Il mercato libero dell’energia e dei servizi alla lunga offrirà sicuramente opportunità e soprattutto un quadro più chiaro sulle condizioni e sui vantaggi ma al momento la situazione è piuttosto fumosa e anche leggere una semplice fattura sui consumi rischia di diventare un’impresa titanica. Per risparmiare sui costi e soprattutto per essere un po’ più ecosostenibili, è necessario adottare una nuova cultura, più improntata alla responsabilità, ma anche avviare materialmente dei piccoli cambiamenti che oltre a far bene al pianeta faranno bene anche alle tasche.

Spento il riscaldamento in vista della bella stagione possiamo intervenire sul taglio dei costi prestando maggiore attenzione al dispendio di elettricità. Conviene come sempre tenere accese solo le luci necessarie, e se possibile ripensare all’illuminazione domestica in modo da ottimizzarne non solo i consumi ma anche l’utilità in funzione delle destinazioni d’uso dei diversi ambienti.
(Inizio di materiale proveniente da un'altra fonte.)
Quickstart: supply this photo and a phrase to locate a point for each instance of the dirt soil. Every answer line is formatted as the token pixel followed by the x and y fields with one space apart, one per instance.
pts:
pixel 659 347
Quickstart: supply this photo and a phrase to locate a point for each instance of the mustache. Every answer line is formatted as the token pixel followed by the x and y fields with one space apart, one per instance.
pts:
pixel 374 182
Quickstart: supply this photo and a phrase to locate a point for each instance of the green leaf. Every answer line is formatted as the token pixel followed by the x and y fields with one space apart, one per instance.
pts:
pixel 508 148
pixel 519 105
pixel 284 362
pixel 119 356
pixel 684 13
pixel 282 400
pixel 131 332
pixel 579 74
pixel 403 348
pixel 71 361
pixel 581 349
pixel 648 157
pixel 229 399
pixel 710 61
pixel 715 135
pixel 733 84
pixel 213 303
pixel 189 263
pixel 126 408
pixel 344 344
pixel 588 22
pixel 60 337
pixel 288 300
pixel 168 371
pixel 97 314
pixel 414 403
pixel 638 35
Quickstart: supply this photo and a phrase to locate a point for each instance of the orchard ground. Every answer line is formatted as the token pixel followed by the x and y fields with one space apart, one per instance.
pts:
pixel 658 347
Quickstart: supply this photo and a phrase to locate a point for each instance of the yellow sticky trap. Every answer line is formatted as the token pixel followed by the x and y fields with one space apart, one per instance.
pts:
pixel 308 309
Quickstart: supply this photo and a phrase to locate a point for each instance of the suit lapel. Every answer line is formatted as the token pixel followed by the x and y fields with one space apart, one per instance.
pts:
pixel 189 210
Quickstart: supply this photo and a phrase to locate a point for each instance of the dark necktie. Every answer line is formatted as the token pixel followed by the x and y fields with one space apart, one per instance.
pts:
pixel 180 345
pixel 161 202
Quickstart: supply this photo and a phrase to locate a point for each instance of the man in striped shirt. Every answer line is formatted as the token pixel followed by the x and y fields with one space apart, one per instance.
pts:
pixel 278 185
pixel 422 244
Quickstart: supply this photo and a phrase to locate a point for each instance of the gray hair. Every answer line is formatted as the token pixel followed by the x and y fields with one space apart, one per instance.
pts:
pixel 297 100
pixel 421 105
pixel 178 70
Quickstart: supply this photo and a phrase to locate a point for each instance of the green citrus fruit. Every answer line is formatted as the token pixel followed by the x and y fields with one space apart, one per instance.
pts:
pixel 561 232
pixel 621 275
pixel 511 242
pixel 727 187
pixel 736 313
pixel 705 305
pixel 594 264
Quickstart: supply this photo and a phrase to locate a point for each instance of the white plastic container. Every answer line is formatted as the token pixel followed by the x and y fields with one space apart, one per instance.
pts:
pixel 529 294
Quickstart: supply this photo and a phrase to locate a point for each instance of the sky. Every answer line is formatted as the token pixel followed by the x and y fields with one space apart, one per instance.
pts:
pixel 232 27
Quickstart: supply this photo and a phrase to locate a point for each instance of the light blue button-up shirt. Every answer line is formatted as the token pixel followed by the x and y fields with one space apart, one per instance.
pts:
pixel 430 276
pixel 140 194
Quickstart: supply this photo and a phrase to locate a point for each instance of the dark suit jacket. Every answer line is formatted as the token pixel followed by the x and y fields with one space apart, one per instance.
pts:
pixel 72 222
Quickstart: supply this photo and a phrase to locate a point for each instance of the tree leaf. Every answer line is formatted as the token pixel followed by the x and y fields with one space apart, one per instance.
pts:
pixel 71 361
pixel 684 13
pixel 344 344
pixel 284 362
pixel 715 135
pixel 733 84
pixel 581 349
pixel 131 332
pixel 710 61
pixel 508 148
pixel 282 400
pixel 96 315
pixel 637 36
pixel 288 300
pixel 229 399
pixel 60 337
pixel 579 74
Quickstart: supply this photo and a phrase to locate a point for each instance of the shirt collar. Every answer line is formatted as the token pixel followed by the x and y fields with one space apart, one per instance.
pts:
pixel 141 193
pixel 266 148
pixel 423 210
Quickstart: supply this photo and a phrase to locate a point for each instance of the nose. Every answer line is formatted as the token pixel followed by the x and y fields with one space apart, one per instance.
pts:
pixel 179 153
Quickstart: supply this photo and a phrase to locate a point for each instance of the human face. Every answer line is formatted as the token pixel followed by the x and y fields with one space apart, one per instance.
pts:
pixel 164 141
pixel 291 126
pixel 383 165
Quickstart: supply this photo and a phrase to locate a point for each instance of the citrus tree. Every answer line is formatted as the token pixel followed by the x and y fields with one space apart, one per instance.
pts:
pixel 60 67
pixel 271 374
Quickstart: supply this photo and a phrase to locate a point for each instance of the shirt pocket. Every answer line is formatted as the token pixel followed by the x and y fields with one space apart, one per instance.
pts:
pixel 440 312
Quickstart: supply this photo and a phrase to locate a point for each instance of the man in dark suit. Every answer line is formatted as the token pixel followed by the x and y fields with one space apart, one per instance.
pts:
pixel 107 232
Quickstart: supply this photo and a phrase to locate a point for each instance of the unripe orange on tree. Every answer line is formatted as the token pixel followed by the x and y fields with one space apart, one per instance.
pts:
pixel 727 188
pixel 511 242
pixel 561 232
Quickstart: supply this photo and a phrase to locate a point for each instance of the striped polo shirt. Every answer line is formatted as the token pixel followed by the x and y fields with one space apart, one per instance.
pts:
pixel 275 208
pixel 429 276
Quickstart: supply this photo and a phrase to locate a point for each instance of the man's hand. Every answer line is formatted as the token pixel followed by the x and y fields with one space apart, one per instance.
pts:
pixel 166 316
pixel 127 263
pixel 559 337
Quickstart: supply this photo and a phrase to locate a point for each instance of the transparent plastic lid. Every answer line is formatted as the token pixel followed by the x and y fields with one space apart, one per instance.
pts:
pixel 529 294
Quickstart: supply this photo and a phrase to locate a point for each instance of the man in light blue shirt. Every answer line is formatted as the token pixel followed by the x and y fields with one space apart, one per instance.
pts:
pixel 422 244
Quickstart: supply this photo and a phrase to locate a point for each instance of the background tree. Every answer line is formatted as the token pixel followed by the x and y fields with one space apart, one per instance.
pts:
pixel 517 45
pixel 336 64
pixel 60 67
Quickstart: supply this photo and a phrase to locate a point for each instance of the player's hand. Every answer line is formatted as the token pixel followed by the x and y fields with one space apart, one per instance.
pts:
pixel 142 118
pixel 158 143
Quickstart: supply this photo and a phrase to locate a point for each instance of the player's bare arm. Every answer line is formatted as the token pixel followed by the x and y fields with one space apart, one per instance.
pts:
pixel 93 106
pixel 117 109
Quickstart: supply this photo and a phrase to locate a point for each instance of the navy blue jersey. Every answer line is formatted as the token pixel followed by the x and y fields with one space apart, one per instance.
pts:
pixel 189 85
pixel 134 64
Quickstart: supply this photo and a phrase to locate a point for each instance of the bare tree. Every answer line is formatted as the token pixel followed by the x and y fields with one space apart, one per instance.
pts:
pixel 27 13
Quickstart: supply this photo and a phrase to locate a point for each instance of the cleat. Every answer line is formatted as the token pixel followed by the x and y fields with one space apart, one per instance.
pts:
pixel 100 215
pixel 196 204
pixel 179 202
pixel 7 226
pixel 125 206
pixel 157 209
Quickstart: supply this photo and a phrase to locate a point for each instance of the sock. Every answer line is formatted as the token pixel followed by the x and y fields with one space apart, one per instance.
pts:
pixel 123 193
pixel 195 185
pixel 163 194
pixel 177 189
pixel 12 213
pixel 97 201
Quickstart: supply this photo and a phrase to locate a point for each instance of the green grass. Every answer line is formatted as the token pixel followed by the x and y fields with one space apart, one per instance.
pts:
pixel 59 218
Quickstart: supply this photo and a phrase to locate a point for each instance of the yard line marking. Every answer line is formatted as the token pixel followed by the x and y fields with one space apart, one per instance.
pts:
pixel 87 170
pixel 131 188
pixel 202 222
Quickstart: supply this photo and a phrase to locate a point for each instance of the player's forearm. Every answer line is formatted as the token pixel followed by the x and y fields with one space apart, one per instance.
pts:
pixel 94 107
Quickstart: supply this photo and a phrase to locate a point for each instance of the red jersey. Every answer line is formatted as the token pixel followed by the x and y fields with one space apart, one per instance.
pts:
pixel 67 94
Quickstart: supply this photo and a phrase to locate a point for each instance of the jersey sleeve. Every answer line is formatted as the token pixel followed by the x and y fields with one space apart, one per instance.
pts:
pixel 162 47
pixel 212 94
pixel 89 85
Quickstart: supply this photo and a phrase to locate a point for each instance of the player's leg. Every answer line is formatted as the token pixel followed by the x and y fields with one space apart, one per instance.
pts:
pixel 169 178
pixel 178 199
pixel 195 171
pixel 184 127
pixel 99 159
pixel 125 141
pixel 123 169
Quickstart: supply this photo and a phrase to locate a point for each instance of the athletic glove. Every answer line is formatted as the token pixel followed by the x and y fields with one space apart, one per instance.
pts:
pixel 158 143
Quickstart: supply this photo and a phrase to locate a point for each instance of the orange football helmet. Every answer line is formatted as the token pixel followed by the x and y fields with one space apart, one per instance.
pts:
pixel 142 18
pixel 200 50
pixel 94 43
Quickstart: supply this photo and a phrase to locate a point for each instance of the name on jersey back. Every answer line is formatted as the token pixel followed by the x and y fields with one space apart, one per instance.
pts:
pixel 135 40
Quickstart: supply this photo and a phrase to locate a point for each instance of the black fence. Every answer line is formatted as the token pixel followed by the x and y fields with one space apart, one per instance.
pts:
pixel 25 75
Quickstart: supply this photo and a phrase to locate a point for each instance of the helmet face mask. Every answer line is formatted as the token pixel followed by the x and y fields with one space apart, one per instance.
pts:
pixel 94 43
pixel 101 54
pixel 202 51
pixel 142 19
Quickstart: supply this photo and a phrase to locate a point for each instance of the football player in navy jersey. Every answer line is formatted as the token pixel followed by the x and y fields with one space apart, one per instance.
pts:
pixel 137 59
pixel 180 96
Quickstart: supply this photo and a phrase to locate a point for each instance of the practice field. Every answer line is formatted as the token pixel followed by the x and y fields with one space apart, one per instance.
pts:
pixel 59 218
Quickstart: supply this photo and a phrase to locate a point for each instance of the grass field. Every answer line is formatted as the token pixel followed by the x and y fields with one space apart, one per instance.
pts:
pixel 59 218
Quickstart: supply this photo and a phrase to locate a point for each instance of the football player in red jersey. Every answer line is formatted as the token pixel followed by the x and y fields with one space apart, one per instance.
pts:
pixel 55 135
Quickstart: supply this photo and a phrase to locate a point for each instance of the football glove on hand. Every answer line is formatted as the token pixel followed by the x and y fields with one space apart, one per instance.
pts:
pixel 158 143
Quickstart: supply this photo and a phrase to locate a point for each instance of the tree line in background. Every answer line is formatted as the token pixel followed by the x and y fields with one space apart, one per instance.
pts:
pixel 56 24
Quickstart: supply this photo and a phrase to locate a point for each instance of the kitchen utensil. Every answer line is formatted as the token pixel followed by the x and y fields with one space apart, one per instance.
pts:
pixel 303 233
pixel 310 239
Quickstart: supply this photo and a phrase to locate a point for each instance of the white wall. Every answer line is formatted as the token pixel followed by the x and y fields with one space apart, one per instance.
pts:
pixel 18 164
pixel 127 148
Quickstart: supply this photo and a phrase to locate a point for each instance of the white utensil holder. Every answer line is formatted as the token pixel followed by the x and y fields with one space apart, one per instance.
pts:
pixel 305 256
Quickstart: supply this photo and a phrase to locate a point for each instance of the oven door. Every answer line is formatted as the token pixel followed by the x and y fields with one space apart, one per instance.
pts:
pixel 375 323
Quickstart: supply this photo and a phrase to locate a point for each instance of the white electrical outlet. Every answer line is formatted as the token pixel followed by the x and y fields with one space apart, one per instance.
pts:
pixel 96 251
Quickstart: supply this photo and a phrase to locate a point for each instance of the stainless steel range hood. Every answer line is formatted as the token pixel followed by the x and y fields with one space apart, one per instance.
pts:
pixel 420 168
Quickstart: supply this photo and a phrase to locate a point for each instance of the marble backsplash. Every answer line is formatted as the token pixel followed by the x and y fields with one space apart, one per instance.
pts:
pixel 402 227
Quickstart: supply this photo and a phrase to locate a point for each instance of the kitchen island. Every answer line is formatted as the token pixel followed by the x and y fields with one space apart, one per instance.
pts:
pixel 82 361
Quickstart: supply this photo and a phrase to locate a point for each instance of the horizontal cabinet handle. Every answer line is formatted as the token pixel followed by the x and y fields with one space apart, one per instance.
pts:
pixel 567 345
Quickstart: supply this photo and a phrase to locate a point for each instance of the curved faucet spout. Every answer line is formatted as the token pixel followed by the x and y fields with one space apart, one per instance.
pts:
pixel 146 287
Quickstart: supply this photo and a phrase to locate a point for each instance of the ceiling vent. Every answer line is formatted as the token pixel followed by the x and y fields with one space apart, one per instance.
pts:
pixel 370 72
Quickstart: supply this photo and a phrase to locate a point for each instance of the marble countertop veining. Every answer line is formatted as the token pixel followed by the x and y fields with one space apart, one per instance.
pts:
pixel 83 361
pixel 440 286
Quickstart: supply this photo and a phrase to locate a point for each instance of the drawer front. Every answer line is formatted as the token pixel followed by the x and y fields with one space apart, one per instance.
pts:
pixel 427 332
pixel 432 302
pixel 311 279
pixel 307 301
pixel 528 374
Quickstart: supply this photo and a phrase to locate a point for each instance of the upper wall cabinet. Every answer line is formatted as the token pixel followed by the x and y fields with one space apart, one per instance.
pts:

Ricorrere alla luce naturale il più possibile non è solo uno stratagemma, ma un consiglio vero e proprio. Anche le pareti fanno la loro parte e ovviamente colori scuri tenderanno a rendere meno luminose (e spaziose) le stanze e come conseguenza diventerà necessario ricorrere ad un uso massiccio di luci artificiali. La domotica ci viene in contro, mettendo a nostra disposizione sensori, facilissimi da installare, che sono in grado di percepire se c’è qualcuno nella stanza e quindi decidere se spegnere o meno la luce.

Nei corridoi e soprattutto negli spazi comuni dei condomini è buona norma installare sistemi temporizzati. In casa, invece, si può ricorrere a dosatori di intensità con comandi a parete oppure gestibili direttamente da smartphone. Si può in questo modo decidere se si vuole una luce più diffusa e morbida oppure forte e intensa. Solo questi accorgimenti consentono di risparmiare in un solo anno ben il 50% della spesa sull’energia elettrica.

Il ricorso, da ultimo ma non meno importante a lampadine led consente di incrementare ulteriormente il risparmio. IN STAND BY COMUNQUE CONSUMA Mettendo in standby un apparecchio, o un elettrodomestico, che si tratti di una tv, di una lavatrice o lavastoviglie, questa continua a consumare energia elettrica. Sembra un quantitativo impercettibile, che possiamo intuire solo per quella lucetta rossa che brilla nel buio ma in realtà le risorse che vengono “assorbite” sono ben più alte. Secondo uno studio europeo lo standby pesa sulla bolletta per il 10% ed è responsabile dell’emissione di ben 19 tonnellate di CO2 all’anno.

Una lucetta rossa ce lo ricorda ma evidentemente non è sufficiente. Per fare una cosa buona per l’ambiente e per le economie domestiche sarebbe sufficiente installare prese intelligenti con interruttori meccanici per “staccare” la corrente o, per gli appassionati di tecnologia, multiprese di ultima generazione, che possono essere attivate e spente direttamente con una app installata sul telefonino. LUCI LED QUANTO RISPARMIO? Come funzionano le lampade a risparmio energetico? Tramite una scarica che si genera con la differenza di potenziale tra i due elettrodi immersi in un gas. Questa tecnologia che oramai non sembra nemmeno più così complessa, ha soppiantato in tutto e per tutto le vecchie lampade ad incandescenza e le stesse amministrazioni in tutta Europa stanno rinnovando la rete dell’illuminazione pubblica sostituendo sistemi di illuminazione obsoleti con i led.

È indubbio che una lampada a led abbia ancora costi superiori rispetto alla media di mercato, tuttavia queste spese vengono ammortizzate nel tempo anche perché la longevità di questi sistemi è ben più estesa anche rispetto alle long life a basso consumo vendute fino a qualche anno fa in tutto il mondo. Le lampade a fluorescenza possono raggiungere anche le 10 mila ore di funzionamento contro le 1000 garantite da quelle ad incandescenza. Le lampade alogene hanno una longevità maggiore, arrivano statisticamente fino a 2000 ore, tuttavia il loro consumo è 80/90 volte più alto rispetto a quello di una lampada led a parità di intensità. Il Led non si fulminano ma la loro vita va ad esaurimento ed è percepibile con un calo graduale e costante della luminosità. Una volta terminato il loro ciclo di vita possono essere smaltite insieme ai Rifiuti Elettrici ed Elettronici, a differenza delle lampade alogene che, contenendo mercurio, finiscono nell’indifferenziata.